Religious parties fail to impress

Staff Reporter

Islamabad

The new religious political parties failed to mark any impressive electoral success apart for Muttahida Majlis-e-Amal (MMA).
The combined strength of contestants of Pakistan Rah-e-Haq Party (PRHP), Allah-o-Akbar Tehreek (AAT) and Tehreek-e-Labbaik (TLP) was more than the candidates fielded by MMA.
MMA, an alliance of five Islamic parties – Jamiat Ulema-e-Islam-Fazl (JUI-F), Jamaat-e-Islami, Markazi Jamiat Ahle Hadith, Islami Tehreek and Jamiat Ulema-e-Pakistan –, is leading from a dozen National Assembly constituencies mainly from the traditional stronghold of Khyber-Pakhtunkhwa (K-P) and Balochistan. The alliance emerged as the conglomeration of distinct Islamist parties in 2002 when it contested under a single banner during the nationwide general elections the same year.
During the general election of 2002 when General (retd) Pervez Musharraf was ruling as the president of the country, the religious alliance of these parties not only formed government in K-P and Balochistan but also remained successful to secure the position of the opposition leader in the National Assembly.
However, by the time of the 2008 elections, their unity seemed to have unravelled as Jamat-e-Islami (JI) decided to boycott the elections while JUI-F opted to participate in the polls held after the assassination of the then Pakistan Peoples Party Chairperson Benazir Bhutto.
MMA had nominated a total of 192 candidates in general elections 2018 for the 272 directly elected constituencies of the National Assembly while TLP alone had fielded 178 contenders for the same.
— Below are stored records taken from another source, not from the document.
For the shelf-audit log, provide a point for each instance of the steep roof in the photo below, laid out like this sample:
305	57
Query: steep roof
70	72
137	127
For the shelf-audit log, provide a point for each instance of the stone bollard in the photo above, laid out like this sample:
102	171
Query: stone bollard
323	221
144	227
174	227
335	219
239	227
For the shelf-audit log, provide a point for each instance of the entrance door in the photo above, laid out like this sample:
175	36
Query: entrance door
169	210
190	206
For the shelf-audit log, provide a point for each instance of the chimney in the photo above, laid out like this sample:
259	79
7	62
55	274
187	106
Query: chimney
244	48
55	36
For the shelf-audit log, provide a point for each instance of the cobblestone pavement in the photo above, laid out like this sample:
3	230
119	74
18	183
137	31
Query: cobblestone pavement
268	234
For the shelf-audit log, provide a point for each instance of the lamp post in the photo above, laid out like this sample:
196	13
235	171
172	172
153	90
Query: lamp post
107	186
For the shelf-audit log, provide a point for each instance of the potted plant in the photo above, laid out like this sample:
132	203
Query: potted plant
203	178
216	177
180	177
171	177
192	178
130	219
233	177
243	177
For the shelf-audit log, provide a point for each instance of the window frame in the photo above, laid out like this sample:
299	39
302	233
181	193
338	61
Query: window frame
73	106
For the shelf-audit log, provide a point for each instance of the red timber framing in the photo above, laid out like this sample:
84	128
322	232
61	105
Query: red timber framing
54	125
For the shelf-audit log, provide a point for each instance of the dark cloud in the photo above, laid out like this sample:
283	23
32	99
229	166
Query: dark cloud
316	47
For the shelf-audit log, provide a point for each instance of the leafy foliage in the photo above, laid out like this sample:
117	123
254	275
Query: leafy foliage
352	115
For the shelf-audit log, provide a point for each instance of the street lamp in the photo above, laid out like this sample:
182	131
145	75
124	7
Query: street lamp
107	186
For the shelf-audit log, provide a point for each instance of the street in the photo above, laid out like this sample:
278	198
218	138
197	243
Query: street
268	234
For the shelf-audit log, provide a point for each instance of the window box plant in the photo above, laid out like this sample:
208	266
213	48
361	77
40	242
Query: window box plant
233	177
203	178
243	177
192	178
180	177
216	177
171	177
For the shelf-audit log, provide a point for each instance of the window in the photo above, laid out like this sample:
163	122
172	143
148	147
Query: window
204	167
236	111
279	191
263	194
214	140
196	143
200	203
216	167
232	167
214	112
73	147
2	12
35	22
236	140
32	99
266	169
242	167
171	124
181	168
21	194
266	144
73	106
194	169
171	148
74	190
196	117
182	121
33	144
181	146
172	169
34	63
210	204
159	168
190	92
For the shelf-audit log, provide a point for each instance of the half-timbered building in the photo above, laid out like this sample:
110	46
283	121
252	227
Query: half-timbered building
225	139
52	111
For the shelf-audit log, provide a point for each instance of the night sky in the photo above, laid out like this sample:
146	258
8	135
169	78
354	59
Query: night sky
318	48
However, MMA’s focus lay in the restive regions of K-P and Balochistan where they enjoy a sizeable vote bank while TLP was eying seats from Punjab where it nominated 141 contestants with another 32 from Sindh, 16 from K-P and six from Balochistan.
The pattern of the candidates fielded by the fresh entrants revealed that two of these parties emerged from the other parties which were either declared proscribed or they were not allowed to be registered with the Election Commission of Pakistan (ECP). The PRHP emerged from Sipah-e-Sahaba party and AAT came to the front as a shadow party of the Hafiz Saeed-led Jamaat-ud-Dawa (JuD). However, the real new emerging religious party in 2018 general election seemed to be TLP, which was formed by Maulana Khadim Hussain Rizvi and which was supposed to get support of Barelvi school of thought.
Meanwhile, TLP in a statement issued to media after unofficial results levelled serious allegations of rigging in the election and stated that mandate of the public was being changed. The leadership of TLP “is seriously looking into this matter of alleged rigging” and it threatened the authorities concerned including ECP with the consequences.